# Group rides near Lakewood/Golden



## TooManyToyz (May 2, 2008)

Any group rides around here? Looking for slow-medium pace, 30-50 miles.


----------



## shongalola (Nov 2, 2005)

not sure about slow-medium pace since that's a relative term but there is the Denver West ride on wed evenings 530pm from NE parking lot of I-70 and Denver West. Usually runs about 2 hrs up to near Jeffco airport.

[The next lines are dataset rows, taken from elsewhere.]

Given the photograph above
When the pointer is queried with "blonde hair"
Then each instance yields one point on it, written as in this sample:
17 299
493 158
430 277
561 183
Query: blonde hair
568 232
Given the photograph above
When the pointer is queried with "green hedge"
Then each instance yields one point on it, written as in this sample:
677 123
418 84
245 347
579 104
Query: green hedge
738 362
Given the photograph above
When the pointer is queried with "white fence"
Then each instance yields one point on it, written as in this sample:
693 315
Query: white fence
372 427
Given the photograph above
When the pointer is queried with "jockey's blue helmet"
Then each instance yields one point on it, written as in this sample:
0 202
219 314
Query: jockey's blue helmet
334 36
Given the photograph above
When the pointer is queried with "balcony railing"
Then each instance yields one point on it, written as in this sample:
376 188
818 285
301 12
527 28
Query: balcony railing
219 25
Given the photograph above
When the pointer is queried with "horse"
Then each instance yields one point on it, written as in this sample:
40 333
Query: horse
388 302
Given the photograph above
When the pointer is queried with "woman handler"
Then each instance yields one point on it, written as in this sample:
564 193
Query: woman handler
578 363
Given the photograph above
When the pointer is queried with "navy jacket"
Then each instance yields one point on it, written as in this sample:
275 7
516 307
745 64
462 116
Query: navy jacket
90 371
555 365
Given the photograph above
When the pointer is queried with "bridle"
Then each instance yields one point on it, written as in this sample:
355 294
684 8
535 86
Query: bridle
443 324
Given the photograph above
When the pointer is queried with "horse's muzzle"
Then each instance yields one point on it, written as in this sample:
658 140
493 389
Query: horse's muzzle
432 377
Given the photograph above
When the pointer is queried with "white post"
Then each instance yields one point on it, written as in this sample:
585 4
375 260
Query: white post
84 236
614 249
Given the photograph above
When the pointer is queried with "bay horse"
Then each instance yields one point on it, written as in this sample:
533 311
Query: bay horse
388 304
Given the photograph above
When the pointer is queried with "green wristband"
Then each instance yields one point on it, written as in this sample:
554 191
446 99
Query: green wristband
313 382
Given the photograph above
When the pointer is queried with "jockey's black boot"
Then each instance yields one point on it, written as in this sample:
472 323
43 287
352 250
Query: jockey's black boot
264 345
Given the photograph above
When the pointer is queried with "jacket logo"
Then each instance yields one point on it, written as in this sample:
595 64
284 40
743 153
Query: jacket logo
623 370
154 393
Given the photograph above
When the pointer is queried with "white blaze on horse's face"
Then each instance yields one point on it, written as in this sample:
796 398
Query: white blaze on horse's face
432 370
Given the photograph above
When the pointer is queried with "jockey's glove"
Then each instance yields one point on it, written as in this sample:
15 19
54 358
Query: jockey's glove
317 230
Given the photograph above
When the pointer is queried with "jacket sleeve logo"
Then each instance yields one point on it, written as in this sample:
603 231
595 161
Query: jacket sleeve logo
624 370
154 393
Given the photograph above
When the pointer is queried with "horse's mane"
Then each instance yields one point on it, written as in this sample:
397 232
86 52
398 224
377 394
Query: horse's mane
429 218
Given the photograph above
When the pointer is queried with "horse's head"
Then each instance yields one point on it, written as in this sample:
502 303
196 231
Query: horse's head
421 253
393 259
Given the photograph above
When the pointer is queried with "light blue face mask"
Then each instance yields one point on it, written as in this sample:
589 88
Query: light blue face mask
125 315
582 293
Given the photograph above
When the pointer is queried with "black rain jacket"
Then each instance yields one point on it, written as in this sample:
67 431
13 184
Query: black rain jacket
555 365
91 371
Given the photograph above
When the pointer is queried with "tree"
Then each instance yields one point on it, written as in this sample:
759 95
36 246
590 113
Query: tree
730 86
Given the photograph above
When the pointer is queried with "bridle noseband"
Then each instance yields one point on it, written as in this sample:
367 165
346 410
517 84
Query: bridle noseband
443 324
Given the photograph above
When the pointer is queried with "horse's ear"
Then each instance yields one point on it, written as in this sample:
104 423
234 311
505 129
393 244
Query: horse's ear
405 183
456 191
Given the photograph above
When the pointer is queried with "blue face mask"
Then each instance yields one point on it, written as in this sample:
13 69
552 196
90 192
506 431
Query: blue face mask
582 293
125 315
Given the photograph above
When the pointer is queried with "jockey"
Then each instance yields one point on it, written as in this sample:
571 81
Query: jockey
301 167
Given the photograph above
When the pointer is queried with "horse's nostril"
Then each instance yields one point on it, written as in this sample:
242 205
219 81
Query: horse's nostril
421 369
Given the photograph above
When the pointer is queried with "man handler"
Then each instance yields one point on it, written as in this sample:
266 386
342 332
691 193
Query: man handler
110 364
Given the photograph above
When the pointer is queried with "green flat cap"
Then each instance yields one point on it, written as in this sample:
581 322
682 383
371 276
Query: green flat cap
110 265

This tends to be on the faster end of the scale though.


----------



## TooManyToyz (May 2, 2008)

I climb Lookout in my 39x27 slow.


----------



## shongalola (Nov 2, 2005)

There are no big climbs in this ride but it is more of a race pace. I believe there is a Schwab ride that leaves the Coors Health center on a sunday morning that is a little more civilized. Not sure the time though - if no one posts I'd call the shop.


----------



## TooManyToyz (May 2, 2008)

I could do race pace. For at least 5 blocks...err..maybe 3.


----------



## nochain (Jun 8, 2008)

There is a Denver Front Range Cycling (DFC) group ride up Lookout Mtn on Mondays and Thursdays at 6 pm leaving from Parfeit park.

It's an interesting mix of riders - total saggers just out for a climb to the domestique wannabe's. 

I have a mixed opinion of the DFC that I'll keep to myself, but the ride exists nonetheless.


----------